Oracle BPM Engine and Microsoft Active Directory Synchronization

In the Process Administration tool, how the Oracle BPM Engine synchronizes with Microsoft Active Directory is defined inside the “Others” tab.

The “Directory” section of this tab defines how often (in minutes) the Oracle FDI metadata is refreshed from the changes made to the Microsoft Active Directory. The “Directory Polling Interval” property defines how frequently the Microsoft Active Directory information is refreshed. The default is 1 minute. For most companies, having a 2 hour refresh rate is sufficient. During the refresh, Oracle BPM’s FDI database only retrieves from Microsoft Active Directory:

*new participant ids

*new group ids

*new organization ids and

*changes to the assignments of participants to the various groups

Even if a synchronization has not recently occurred, when users log into the Workspace their group permissions are automatically retrieved from Microsoft Active Directory at runtime.

Master Groups

Large and mid-sized corporations sometimes have thousands of participants, groups and organization units. At least initially, only a small fraction of these are actively used by Oracle BPM at runtime. When assigning participants to Groups that will ultimately be used by Oracle BPM, it is strongly recommended that Microsoft Active Directory administrators use “Master Groups”. When master groups are used, Oracle BPM only has visibility to participants who specifically belong to a master group or groups.

Instead of having to synchronize the thousands of Microsoft Active Directory changes throughout a corporation, master groups limits the synchronization to only the changes made to the Oracle BPM related participants and the master groups.
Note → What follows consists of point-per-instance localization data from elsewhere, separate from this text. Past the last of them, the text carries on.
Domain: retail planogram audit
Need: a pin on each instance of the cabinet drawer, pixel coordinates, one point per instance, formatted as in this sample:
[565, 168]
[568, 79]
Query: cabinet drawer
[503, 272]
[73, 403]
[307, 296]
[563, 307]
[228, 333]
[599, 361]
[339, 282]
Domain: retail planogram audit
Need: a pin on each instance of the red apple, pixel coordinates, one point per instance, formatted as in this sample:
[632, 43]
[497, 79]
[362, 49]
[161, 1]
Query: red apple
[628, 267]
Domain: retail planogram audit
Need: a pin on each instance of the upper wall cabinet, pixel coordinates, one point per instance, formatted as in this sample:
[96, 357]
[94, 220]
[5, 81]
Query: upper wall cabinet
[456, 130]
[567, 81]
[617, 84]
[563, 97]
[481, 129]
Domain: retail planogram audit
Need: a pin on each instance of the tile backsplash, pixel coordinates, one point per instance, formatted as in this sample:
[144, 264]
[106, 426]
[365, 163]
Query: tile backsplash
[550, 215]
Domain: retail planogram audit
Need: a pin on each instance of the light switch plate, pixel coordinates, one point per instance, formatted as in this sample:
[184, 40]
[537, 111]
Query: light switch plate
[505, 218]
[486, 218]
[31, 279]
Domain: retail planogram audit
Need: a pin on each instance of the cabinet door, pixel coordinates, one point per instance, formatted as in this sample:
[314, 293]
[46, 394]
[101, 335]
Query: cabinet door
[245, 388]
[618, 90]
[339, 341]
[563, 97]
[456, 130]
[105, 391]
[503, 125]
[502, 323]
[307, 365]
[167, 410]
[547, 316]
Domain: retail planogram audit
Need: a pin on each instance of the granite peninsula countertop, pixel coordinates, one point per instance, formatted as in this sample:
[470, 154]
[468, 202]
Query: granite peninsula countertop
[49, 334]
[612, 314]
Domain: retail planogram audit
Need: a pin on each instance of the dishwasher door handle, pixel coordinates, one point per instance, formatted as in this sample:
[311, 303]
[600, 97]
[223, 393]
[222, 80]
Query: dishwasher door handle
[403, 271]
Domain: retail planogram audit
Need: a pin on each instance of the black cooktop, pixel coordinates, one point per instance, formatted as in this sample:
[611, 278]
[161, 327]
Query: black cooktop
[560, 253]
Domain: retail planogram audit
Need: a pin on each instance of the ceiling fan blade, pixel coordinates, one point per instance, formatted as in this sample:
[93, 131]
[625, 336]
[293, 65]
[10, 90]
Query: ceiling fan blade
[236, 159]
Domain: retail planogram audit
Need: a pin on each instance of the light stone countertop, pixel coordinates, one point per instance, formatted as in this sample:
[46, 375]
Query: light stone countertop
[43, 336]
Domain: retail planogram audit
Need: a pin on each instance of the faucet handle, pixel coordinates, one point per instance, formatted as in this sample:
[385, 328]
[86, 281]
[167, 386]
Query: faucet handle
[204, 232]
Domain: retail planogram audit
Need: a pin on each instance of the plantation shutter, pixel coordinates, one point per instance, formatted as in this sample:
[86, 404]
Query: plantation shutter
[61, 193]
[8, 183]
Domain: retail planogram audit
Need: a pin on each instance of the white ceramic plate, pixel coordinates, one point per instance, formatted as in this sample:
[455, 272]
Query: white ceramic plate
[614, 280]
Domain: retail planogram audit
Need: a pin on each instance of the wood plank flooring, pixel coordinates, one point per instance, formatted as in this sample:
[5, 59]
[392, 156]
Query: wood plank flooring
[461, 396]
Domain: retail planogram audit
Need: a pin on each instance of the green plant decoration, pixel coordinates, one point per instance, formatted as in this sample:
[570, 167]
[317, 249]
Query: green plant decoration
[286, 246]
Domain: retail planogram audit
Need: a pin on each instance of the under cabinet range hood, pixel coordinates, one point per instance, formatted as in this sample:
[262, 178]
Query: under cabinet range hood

This will speed synchronization and improve the engine’s startup time.

When using master groups, always ensure that the Oracle BPM Administrator belongs to one of the Master Groups.

Participant, Role and Group Assignment Best Practices

There are many permutations that will work, but pick the simplest approach that works best for your needs.

As mentioned previously, one approach that has worked for customers is to create groups and participants in Microsoft Active Directory and to manage the relationship between groups and participants there. Taking this approach, an Oracle BPM administrator using the Oracle BPM Process Administration tool assigns the Oracle BPM real roles with the groups created in Microsoft Active Directory.

The simplest approach is to have a one to one correspondence between these groups and roles. For each role, assign it a separate group. For each parameter in a parametric role, assign it a separate group. Not all groups will need to be created – sometimes groups with participants already exist that coincide with Oracle BPM roles. Use these groups if this is the case.

Be careful assigning a single group to more than one role. While this is allowed, a role named Client Manager in a marketing process will involve a completely different group of people than the Account Manager role inside a sales process. First understand the role in the process and then determine the people (group) that should be assigned. Even though the roles might have similar sounding names, always verify who should be in the group

Although assigning participants to specific individual Oracle BPM roles is still permitted in this scenario, this should do not be done when using Microsoft Active Directory as Oracle BPM’s hybrid LDAP.  There must be just one system of record for participant assignments to their work and it needs to be Microsoft Active Directory in this scenario.


*Microsoft Active Directory is the central location for all organization unit, participant, group and participant assignment to groups and organization units. The Oracle BPM FDI database stores the assignment of roles to groups and assignment of absence periods to participants.

*Assign participants to groups using Microsoft Active Directory – do not assign participants to roles in the Oracle Process Administrator tool.

*In large and mid-sized corporations, use Master groups to reduce synchronization and Engine startup time.